"My hope is that this technology will be able to recognize cases of leptospirosis in near real time" - Dr Krystle Reagan.
Scientists at UC Davis created the model for early detection.
Scientists and veterinary surgeons at the University of California, Davis (UC Davis) have created an artificial intelligence model for early detection of leptospirosis.
Caused by dogs drinking water contaminated with Leptospira bacteria, leptospirosis ultimately leads to kidney failure, liver disease and severe bleeding in the lungs. Early detection of the disease is vital to give dogs the greatest chance of survival and recovery.
Explaining the need for a better detection method, lead author Dr Krystle Reagan said: “Traditional testing for Leptospira lacks sensitivity early in the disease process.
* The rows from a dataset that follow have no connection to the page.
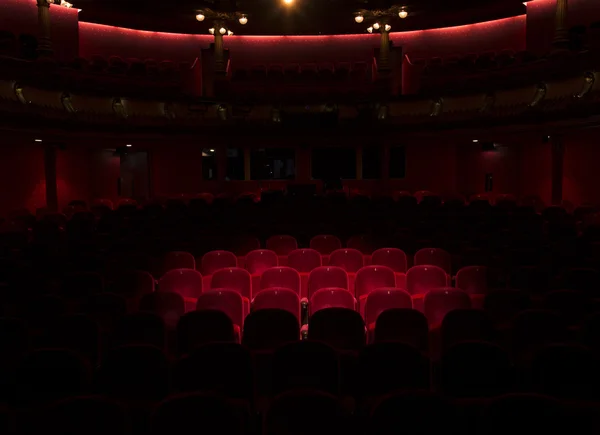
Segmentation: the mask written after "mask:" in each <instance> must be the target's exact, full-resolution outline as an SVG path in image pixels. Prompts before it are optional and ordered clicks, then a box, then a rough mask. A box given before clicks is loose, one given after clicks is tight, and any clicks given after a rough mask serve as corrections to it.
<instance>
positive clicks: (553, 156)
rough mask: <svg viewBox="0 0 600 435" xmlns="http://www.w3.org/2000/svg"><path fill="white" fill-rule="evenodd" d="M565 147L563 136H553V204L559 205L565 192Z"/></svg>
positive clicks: (552, 182)
mask: <svg viewBox="0 0 600 435" xmlns="http://www.w3.org/2000/svg"><path fill="white" fill-rule="evenodd" d="M564 155H565V148H564V141H563V138H562V136H552V204H553V205H559V204H560V203H561V202H562V194H563V162H564Z"/></svg>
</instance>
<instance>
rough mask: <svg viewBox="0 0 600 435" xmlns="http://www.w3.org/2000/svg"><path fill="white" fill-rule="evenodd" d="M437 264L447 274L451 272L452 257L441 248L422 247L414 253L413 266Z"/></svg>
mask: <svg viewBox="0 0 600 435" xmlns="http://www.w3.org/2000/svg"><path fill="white" fill-rule="evenodd" d="M422 265H426V266H437V267H439V268H441V269H443V270H444V271H445V272H446V273H447V274H450V273H451V272H452V257H451V256H450V254H449V253H448V252H446V251H444V250H443V249H439V248H424V249H420V250H419V251H417V253H416V254H415V266H422Z"/></svg>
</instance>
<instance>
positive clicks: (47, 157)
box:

“Detection also can take more than two weeks because of the need to demonstrate a rise in the level of antibodies in a blood sample.
“Our AI model eliminates those two roadblocks to a swift and accurate diagnosis.”
Researcher used historical data of patients at the UC Davis Veterinary Medical Teaching Hospital that had been tested for leptospirosis. Routinely collected blood samples from 413 dogs was used to train the AI prediction model.
Of the 53 dogs brought in for suspected leptospirosis over the next year, the AI model correctly identified all nine dogs that were positive for leptospirosis. Of the 44 leptospirosis negative dogs, the AI model correctly identified 90 per cent.
Dr Reagan commented: “My hope is this technology will be able to recognize cases of leptospirosis in near real time, giving clinicians and owners important information about the disease process and prognosis.
“As we move forward, we hope to apply AI methods to improve our ability to quickly diagnose other types of infections.”
As a zoonotic disease, leptospirosis can transfer from animals to humans, and is difficult to diagnose in humans. The researcher hope that the developed technology will be able to be used in human medicine.
The research for this project has been published in the Journal of Veterinary Diagnostic Investigation.